There is an algorithm due to Zassenhaus which, in principle, lists all conjugacy classes of finite subgroups of compact Lie groups. I believe that the algorithm was used for $\mathrm{SO}(n)$ for at least $n=6$ if not higher. I believe it is expensive to run, which means that in practice it is only useful for low dimension.
Added
Now that I'm in my office I have my orbifold folder with me and I can list some relevant links:
- Zassenhaus's original paper (in German) Über einen Algorithmus zur Bestimmung der Raumgruppen
- There is a book by RLE Schwarzenberger N-dimensional crystallography with lots of references
- There are a couple of papers in Acta Cryst. by Neubüser, Wondratschek and Bülow titled On crystallography in higher dimensions
- There is a sequence of papers in Math.
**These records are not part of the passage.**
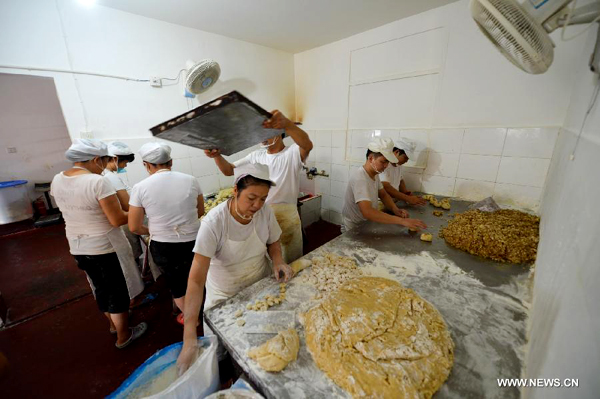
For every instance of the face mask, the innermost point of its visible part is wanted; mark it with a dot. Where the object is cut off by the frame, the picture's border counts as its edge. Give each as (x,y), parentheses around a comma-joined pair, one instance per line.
(99,166)
(269,145)
(238,212)
(375,168)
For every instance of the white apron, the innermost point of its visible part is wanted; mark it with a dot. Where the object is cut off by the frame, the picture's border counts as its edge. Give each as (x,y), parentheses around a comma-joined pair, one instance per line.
(291,231)
(239,265)
(135,284)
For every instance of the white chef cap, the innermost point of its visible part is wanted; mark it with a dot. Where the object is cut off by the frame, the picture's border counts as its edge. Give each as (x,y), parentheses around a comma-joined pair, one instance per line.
(116,148)
(258,171)
(406,145)
(384,146)
(156,153)
(85,149)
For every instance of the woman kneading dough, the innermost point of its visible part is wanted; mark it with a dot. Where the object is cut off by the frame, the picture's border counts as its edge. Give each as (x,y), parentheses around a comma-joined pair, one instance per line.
(231,250)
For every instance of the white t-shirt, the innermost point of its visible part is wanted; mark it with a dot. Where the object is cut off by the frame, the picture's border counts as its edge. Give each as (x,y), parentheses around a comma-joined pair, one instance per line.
(284,171)
(116,181)
(86,224)
(170,201)
(392,175)
(218,225)
(360,188)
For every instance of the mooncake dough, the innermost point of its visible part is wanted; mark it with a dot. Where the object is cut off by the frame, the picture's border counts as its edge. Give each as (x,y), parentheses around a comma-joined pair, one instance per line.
(278,352)
(377,339)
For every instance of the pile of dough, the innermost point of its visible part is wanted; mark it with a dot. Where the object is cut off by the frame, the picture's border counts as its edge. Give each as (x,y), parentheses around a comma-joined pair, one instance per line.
(299,265)
(377,339)
(269,300)
(505,235)
(445,204)
(330,271)
(278,352)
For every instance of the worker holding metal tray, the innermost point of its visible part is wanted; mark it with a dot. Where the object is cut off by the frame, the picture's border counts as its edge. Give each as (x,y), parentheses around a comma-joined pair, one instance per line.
(285,165)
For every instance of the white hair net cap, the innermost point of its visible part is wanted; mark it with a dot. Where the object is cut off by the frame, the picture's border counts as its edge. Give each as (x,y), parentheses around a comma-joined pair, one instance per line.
(385,146)
(258,171)
(116,148)
(85,149)
(156,153)
(406,145)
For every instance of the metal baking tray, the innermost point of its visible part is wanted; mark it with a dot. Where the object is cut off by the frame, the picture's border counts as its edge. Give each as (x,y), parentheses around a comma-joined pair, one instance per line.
(230,123)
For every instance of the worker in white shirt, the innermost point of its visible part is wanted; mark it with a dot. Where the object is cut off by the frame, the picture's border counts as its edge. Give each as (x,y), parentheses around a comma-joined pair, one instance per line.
(121,155)
(392,179)
(285,165)
(231,250)
(173,203)
(364,189)
(93,215)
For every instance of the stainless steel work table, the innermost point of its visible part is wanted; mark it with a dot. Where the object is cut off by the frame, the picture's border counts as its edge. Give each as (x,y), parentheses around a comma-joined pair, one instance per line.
(484,303)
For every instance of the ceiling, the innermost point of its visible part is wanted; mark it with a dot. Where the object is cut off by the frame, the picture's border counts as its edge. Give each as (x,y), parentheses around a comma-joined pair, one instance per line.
(289,25)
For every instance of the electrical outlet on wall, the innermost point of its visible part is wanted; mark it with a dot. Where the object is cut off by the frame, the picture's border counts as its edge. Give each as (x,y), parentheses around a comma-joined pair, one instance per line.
(86,134)
(155,81)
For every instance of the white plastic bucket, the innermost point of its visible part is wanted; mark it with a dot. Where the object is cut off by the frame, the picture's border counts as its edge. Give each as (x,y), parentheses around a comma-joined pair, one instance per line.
(14,202)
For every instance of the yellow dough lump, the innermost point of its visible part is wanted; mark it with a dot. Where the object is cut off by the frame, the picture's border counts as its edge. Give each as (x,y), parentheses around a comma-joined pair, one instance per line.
(278,352)
(377,339)
(426,237)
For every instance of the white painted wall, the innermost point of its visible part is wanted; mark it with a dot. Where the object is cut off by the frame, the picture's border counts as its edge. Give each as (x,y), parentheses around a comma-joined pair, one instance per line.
(483,127)
(31,123)
(67,35)
(565,318)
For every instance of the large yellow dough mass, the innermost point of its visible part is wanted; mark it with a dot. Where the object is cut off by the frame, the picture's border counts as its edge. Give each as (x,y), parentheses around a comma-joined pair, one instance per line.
(377,339)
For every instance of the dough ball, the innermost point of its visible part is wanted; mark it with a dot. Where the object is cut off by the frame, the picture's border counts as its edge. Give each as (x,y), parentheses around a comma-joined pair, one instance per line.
(275,354)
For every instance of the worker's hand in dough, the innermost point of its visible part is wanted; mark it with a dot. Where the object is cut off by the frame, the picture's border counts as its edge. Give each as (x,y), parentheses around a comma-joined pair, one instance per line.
(283,272)
(212,153)
(188,355)
(416,200)
(413,224)
(401,213)
(277,121)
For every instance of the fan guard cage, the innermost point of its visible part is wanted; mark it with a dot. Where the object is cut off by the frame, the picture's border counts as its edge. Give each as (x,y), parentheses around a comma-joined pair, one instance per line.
(515,33)
(202,76)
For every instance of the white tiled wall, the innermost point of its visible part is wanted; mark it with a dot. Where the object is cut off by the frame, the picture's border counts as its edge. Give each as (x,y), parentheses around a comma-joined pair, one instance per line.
(509,164)
(473,163)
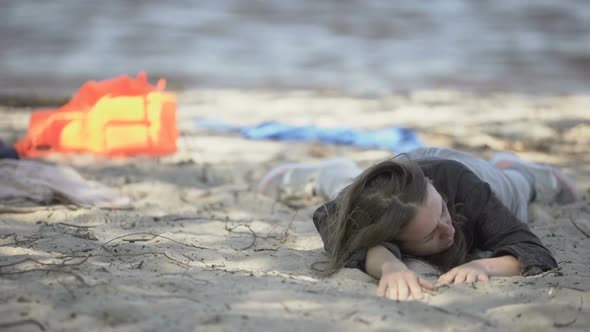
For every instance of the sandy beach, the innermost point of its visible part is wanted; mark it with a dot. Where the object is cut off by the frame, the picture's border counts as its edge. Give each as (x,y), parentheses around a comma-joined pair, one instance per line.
(201,251)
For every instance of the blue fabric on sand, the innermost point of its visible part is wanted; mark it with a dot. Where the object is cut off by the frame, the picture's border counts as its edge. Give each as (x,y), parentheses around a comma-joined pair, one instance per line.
(390,138)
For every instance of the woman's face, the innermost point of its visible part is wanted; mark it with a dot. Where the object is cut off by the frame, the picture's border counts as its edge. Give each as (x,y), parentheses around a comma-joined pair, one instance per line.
(431,231)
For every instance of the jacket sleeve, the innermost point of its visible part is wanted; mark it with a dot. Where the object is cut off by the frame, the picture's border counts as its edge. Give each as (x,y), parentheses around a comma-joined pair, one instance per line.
(321,219)
(498,230)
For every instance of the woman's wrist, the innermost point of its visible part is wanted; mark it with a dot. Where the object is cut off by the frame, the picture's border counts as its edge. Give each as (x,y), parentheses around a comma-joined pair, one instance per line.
(393,266)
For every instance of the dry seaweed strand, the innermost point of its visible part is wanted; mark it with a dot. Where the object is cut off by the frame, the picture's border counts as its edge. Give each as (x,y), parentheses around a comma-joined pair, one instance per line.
(281,237)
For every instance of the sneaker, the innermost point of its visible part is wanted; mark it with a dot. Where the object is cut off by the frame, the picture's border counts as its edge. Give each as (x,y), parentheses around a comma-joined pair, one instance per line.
(298,180)
(550,183)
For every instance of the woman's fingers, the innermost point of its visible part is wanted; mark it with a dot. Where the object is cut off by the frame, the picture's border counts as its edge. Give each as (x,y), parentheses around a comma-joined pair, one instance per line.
(403,291)
(446,278)
(483,277)
(471,277)
(425,283)
(461,277)
(382,288)
(415,289)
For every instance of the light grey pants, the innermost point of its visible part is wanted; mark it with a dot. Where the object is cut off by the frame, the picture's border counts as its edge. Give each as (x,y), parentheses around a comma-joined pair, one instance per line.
(510,186)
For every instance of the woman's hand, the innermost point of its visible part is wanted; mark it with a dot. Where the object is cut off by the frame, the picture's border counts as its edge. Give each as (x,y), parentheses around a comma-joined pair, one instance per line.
(467,273)
(401,285)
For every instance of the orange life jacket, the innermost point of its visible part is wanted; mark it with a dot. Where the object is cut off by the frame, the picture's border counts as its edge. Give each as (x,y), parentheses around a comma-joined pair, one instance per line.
(121,116)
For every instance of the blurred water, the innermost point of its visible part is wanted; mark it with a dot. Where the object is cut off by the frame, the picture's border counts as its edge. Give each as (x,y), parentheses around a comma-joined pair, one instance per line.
(366,47)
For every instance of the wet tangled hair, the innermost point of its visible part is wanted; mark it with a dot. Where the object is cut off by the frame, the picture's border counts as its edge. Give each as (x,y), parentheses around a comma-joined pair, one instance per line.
(376,206)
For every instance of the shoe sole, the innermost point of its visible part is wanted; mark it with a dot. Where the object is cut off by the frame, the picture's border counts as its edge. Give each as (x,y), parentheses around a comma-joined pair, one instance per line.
(278,173)
(506,160)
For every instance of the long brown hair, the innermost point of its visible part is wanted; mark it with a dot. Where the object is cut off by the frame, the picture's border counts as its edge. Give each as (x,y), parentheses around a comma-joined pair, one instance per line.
(376,206)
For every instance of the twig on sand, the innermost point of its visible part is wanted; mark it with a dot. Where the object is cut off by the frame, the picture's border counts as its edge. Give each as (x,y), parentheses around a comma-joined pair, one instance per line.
(22,322)
(578,227)
(153,236)
(281,236)
(76,226)
(62,264)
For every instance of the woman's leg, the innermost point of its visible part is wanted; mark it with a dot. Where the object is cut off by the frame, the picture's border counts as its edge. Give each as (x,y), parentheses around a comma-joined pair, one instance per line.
(325,178)
(512,187)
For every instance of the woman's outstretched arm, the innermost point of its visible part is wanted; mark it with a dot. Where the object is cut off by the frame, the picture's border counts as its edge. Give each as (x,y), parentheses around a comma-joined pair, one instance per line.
(396,281)
(481,269)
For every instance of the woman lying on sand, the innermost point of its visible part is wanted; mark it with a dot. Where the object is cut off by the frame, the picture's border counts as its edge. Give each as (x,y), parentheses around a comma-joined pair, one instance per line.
(441,205)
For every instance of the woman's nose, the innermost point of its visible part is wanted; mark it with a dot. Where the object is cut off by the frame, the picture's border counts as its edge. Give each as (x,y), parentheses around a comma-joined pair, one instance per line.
(447,230)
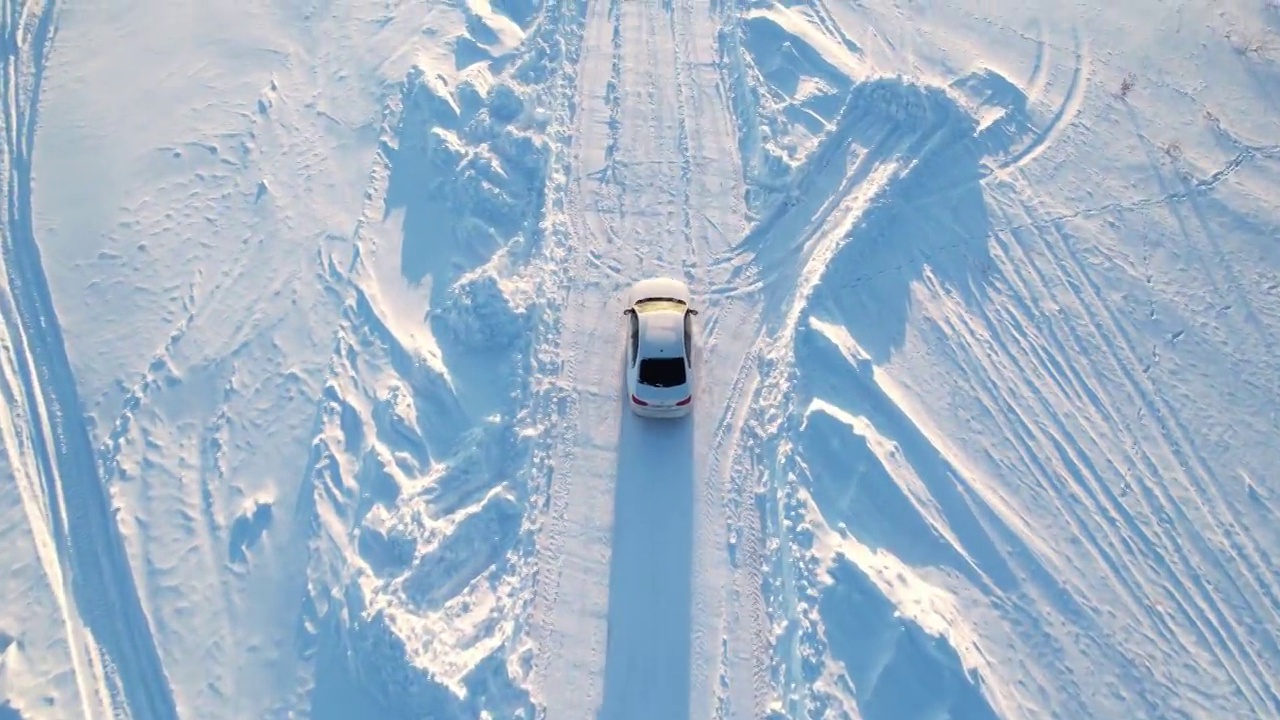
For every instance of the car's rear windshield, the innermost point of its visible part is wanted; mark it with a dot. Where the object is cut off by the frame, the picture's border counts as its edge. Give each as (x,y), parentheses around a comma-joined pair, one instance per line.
(662,372)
Comp. by Plesken and Pohst titled On maximal finite irreducible subgroups of GL(n,Z) which I remember were relevant.
Independent of this algorithm, there is some work on $\mathrm{SU}(n)$ from the physics community motivated by elementary particle physics and more modern considerations of the use of orbifolds in the gauge/gravity correspondence.
The case of $\mathrm{SU}(3)$ was done in the mid 1960s and is contained in the paper Finite and Disconnected Subgroups of SU(3) and their Application to the Elementary-Particle Spectrum by Fairbairn, Fulton and Klink. For the case of $\mathrm{SU}(4)$ there is a more recent paper A Monograph on the Classification of the Discrete Subgroups of SU(4) by Hanany and He, and references therein.
Further edit
The paper Non-abelian finite gauge theories by Hanany and He have the correct list of finite subgroups of SU(3), based on Yau and Yu's paper Gorenstein quotient singularities in dimension three.